We spent nearly half the time in the Golan Heights where we had the good fortune to spend great evenings on Adam’s farm, jogging together, swimming in the pool, singing, dancing, laughing and telling stories and having discussions. One memory that particularly stands out for me was the supper we all created with Indian, Australian, South American, Spanish, German, Israeli and other dishes ( , That was a real treat for the taste buds! Especially as the fruit and vegetables that grow in Israel are superb. In the evening everyone had an opportunity to present their country or region in any way they wanted. The presentations ranged from factual through funny to downright eccentric. They were as diverse as the people who had come together for the week.
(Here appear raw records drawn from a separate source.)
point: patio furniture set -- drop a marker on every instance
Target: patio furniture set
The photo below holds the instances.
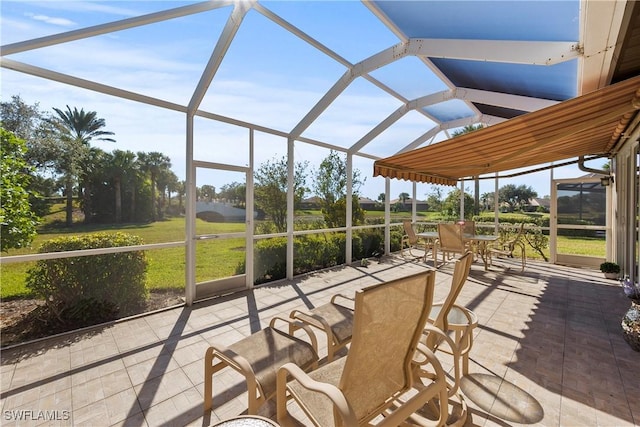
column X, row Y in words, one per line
column 459, row 237
column 392, row 334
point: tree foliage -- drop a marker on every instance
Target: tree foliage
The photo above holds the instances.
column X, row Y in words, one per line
column 451, row 205
column 76, row 129
column 270, row 189
column 330, row 186
column 516, row 197
column 18, row 222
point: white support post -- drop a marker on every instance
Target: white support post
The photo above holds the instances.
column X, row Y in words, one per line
column 190, row 207
column 462, row 200
column 348, row 257
column 290, row 201
column 387, row 216
column 414, row 216
column 249, row 206
column 496, row 206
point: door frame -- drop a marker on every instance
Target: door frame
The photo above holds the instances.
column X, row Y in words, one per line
column 571, row 259
column 211, row 288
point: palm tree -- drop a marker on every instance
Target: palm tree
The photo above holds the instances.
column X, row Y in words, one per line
column 465, row 130
column 153, row 163
column 121, row 169
column 76, row 129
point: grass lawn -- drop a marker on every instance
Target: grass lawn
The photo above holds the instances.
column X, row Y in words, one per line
column 216, row 258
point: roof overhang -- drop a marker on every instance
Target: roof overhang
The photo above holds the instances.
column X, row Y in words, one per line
column 591, row 124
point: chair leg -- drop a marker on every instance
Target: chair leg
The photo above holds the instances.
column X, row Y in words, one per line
column 208, row 379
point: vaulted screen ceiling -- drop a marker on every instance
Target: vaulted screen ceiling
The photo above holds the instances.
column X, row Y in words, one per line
column 493, row 61
column 588, row 125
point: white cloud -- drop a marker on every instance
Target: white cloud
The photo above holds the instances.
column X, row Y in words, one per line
column 62, row 22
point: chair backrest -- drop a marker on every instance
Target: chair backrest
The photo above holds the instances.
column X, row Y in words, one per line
column 450, row 237
column 460, row 273
column 468, row 227
column 511, row 242
column 388, row 322
column 408, row 230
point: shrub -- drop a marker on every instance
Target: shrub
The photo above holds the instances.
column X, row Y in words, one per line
column 609, row 267
column 73, row 286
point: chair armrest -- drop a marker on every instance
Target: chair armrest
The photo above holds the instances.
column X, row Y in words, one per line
column 296, row 325
column 230, row 358
column 348, row 298
column 329, row 390
column 427, row 357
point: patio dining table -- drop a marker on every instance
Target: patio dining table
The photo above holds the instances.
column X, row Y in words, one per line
column 480, row 241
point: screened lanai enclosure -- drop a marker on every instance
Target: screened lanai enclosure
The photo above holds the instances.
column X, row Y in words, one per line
column 281, row 117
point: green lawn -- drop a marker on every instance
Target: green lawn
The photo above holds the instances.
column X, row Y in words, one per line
column 215, row 258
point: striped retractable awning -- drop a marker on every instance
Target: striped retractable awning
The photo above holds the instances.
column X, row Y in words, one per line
column 591, row 124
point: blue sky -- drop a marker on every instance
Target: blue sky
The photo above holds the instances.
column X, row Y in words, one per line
column 269, row 77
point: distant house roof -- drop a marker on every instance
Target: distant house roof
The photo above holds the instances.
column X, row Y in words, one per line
column 366, row 200
column 314, row 199
column 535, row 201
column 407, row 201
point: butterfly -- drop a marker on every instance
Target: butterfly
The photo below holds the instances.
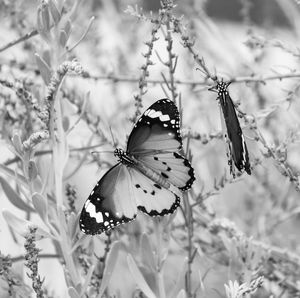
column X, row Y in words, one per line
column 149, row 175
column 237, row 148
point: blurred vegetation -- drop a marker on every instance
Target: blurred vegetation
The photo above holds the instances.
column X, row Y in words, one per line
column 73, row 71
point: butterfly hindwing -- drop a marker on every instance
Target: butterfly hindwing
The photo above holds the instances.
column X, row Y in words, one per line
column 151, row 198
column 156, row 141
column 173, row 167
column 110, row 203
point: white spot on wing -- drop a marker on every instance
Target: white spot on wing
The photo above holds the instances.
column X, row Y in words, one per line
column 154, row 114
column 164, row 118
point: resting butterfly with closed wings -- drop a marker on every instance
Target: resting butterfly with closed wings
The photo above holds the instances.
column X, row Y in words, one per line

In terms of countryside, Israel is a very dry country. The Negev Desert takes up about 60% of the whole area. This means that water is particularly important. We can’t judge whether the water is being divided fairly between Israeli, Palestinian and Syrian areas, as critical reports on the internet sometimes question. But the water and agriculture experts in our group were satisfied that Israel is equipped with state-of-the-art technology and uses its water relatively efficiently for agriculture and households, ensuring that natural water sources such as the Jordan and the Sea of Galilee are protected.

Whether we were travelling alone or in the group, the Israelis we met were always very welcoming. The one thing they long for more than people from other countries is a safe home they can call their own. They tend to be impatient at traffic lights and honk their horns if drivers don’t set off the moment the lights turn green. They’re proud of their country and want to show that it is progressive, cultivated and beautiful. And that is how it appeared to us.

At the end of the week together it was – as always – hard to say goodbye, and some of us shed a good many tears… But that’s life! Perhaps some of us will meet again. There was certainly no shortage of invitations on both sides. By organising this event, Servas Israel showed what wonderful things are possible. It was simply fantastic.

After this trip on „Water, Agriculture and Tourism“ and in view of the current situation with the continuing influx of refugees from Syria and other countries to Europe, we wish all people of the world peace and a safe home with enough food and water

Thank you to Servas Israel for this fantastic experience. We will come again. SEE YOU AGAIN SOON.